'Don't Get Mad, Get Even'
| DENVER
Revenge plays a leading role in this summer's movies: It haunts the dark halls of nightmare high schools in "187," accelerates the action in "Speed 2: Cruise Control," and drives a brilliant FBI agent to compromise his identity in "Face/Off."
Revenge has long been a stock motive for countless movie crimes. It rears its ugly head in a variety of guises in action-adventures, gangster pictures, westerns, history dramas, and comedies. Usually the vengeance seeker is the bad guy. But sometimes it's the hero himself (remember John Wayne in "The Searchers").
Lately, though, more protagonists than ever have been doing in their antagonist with hardly a squirm of conscience. The moral compass in these films is pointing to a different pole.
In "187," for example, a distinguished African-American teacher liquidates a murderous Chicano high school student who has threatened to kill a white teacher. Samuel Jackson gives another stunning performance as a tragic figure, a teacher who has lost "his spark, his passion, and his unguarded self" after a near-fatal stabbing, but who doesn't realize that he has also lost his moral compass.
Fear of injustice
The ethical confusion in this and other films seems to arise from an increasing fear in society that justice is hard to come by, that the guilty routinely go free, and that the innocent are routinely made to suffer - not only at the hands of the perpetrators, but also at the hands of the law.
News media crime reports tend to reinforce the idea that danger is all around, that the system does not work, and that the only way to protect yourself (or guarantee just retribution) is to pick up a gun and do it yourself.
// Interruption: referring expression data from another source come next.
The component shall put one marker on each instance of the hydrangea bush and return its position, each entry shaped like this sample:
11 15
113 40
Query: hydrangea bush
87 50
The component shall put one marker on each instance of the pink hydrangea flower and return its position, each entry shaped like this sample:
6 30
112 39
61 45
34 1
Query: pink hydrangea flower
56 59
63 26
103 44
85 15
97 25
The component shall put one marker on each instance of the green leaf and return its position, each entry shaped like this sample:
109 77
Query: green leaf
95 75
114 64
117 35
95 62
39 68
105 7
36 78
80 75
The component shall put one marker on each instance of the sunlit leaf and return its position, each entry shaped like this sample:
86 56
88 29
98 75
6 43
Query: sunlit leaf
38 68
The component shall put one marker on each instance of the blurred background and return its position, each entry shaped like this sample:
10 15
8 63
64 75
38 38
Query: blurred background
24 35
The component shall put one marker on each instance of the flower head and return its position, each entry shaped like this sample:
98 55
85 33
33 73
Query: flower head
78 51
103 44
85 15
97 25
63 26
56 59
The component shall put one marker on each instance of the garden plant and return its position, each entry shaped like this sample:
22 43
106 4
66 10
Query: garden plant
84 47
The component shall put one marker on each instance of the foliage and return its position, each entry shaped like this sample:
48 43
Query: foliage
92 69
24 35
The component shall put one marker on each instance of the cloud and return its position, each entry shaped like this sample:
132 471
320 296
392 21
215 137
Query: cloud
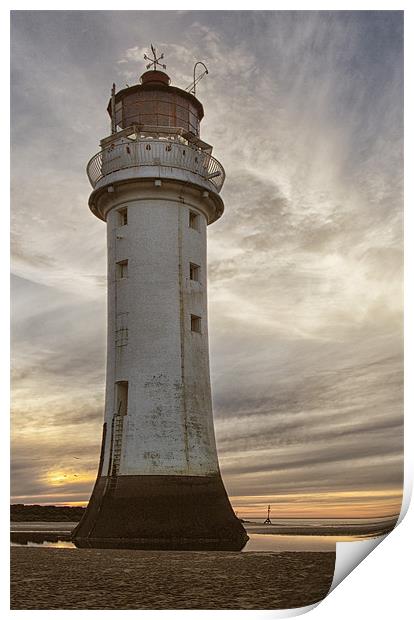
304 110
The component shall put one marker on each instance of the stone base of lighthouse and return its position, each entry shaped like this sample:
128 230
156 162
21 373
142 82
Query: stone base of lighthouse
160 512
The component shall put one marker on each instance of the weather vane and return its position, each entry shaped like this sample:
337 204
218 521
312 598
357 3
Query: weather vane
191 88
154 61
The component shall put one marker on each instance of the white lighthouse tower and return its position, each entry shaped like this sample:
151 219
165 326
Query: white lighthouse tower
156 185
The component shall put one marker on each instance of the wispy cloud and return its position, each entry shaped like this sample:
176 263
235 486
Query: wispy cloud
304 109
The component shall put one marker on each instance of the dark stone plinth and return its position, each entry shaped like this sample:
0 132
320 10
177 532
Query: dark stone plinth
160 512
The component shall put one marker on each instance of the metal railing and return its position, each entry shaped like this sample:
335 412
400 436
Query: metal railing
155 152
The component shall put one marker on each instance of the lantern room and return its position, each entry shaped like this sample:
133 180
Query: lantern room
155 103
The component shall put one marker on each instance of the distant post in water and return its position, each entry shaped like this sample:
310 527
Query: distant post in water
157 187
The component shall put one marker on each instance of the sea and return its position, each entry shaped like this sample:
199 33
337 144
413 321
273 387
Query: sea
294 534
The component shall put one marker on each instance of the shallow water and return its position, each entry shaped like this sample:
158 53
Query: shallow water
271 541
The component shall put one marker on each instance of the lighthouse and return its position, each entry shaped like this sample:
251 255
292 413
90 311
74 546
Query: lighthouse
157 187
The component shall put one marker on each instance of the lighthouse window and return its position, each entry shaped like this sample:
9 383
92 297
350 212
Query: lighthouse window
196 323
122 269
123 216
121 398
193 220
194 272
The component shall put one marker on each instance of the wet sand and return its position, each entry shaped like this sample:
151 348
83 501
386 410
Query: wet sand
53 578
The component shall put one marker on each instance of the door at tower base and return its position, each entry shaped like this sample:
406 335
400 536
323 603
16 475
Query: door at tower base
160 512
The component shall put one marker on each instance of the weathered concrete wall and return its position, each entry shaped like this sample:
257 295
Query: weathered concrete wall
168 428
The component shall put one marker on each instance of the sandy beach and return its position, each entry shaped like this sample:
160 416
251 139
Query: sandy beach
53 578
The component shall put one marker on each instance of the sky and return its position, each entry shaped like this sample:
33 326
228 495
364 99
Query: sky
305 112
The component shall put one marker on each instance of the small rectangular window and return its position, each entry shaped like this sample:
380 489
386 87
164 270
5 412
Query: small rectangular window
122 269
196 323
123 216
121 398
193 220
194 272
121 332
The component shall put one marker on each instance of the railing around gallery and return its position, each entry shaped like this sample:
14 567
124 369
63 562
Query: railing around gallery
155 152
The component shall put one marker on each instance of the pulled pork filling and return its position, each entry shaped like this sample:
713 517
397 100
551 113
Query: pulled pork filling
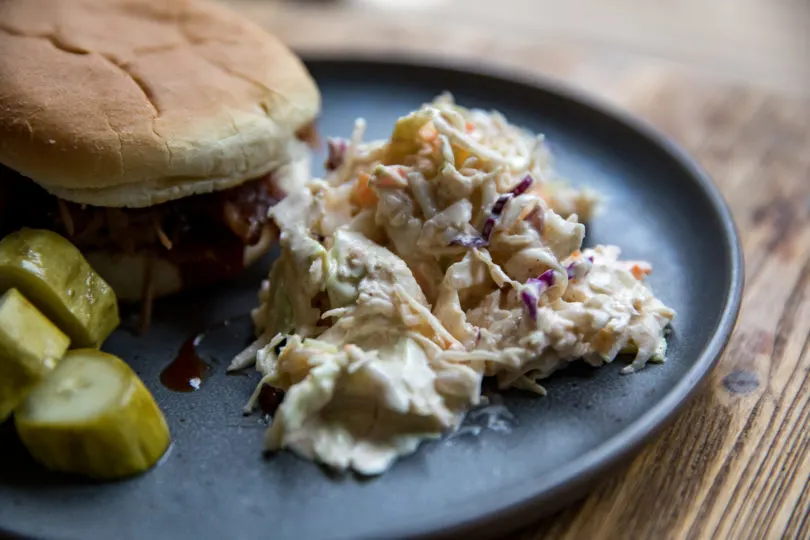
213 228
233 217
And ever since the series of Charles Bronson's "Death Wish" revenge fantasies first appeared (1971-1994), fewer and fewer films now question the vigilante mind-set.
Meanwhile, the real triumphs of justice that happen every day are seldom celebrated. While many dedicated people work toward concrete solutions to problems such as domestic violence, the movie response to such violence is often less constructive. In "Dolores Claiborne" (1995), for example, the title character kills her brutal husband with his own vices.
In many films, the protagonists appear to have no recourse but violence. In "Eye for an Eye" (1996), for example, Sally Field's bereaved mother executes the man who murdered her daughter. While such a movie may be seen as a cry for justice, it also stirs up feelings of fear and encourages the viewer to cheer on the protagonist in the desire for vengeance.
Of course, when the vengeance seeker is the villain - like the Willem Dafoe bomber out to punish the company that first poisoned, then fired him in "Speed 2," or the angry students retaliating for imagined affronts in "187" - the nature of the passion is obvious.
Revenge film of the moment
And the revenge-against-all-women planned by Chad and Howard in the controversial film "In the Company of Men" is despicable (see story, left). These two conscience-free victimizers plot to ensnare a particularly fragile woman with a rush of attention, and then cruelly dump her when she falls for one of them.
Comedies centered on revenge often point out how poor are its wages. Bette Midler, Diane Keaton, and Goldie Hawn may giggle wickedly over the misery they plan for their philandering ex-husbands in "The First Wives Club" (1996), but they eventually turn on one another. Then they wise up: Petty revenge hurts those who pursue it. But justice is another matter: They punish their husbands with less malice than wit.
No satisfaction
But in "Addicted to Love" (1997), Meg Ryan and Matthew Broderick spend most of the picture getting even with their ex-lovers. Eventually they see how wrong they are, but it's too late for the viewer: The nasty emotions left in the wake of the characters' spite overwhelm the comedy.
Tim Robbins learns more quickly the emptiness of revenge in "Nothing to Lose" - an offbeat, slightly sophomoric comedy that ends up embracing family values and interracial understanding.
These comedies at least question the satisfactions of revenge.
Because the impulse to revenge arises in the wake of injustice, it may be interpreted as a legitimate route to justice - and it's sometimes no small trick sorting this out.
Revenge fantasies can have a disturbing effect on viewers as they invite the vivid imagining of violent retaliation. Yet, as many of the most interesting characters come to realize, revenge is not sweet. And true justice leapfrogs revenge.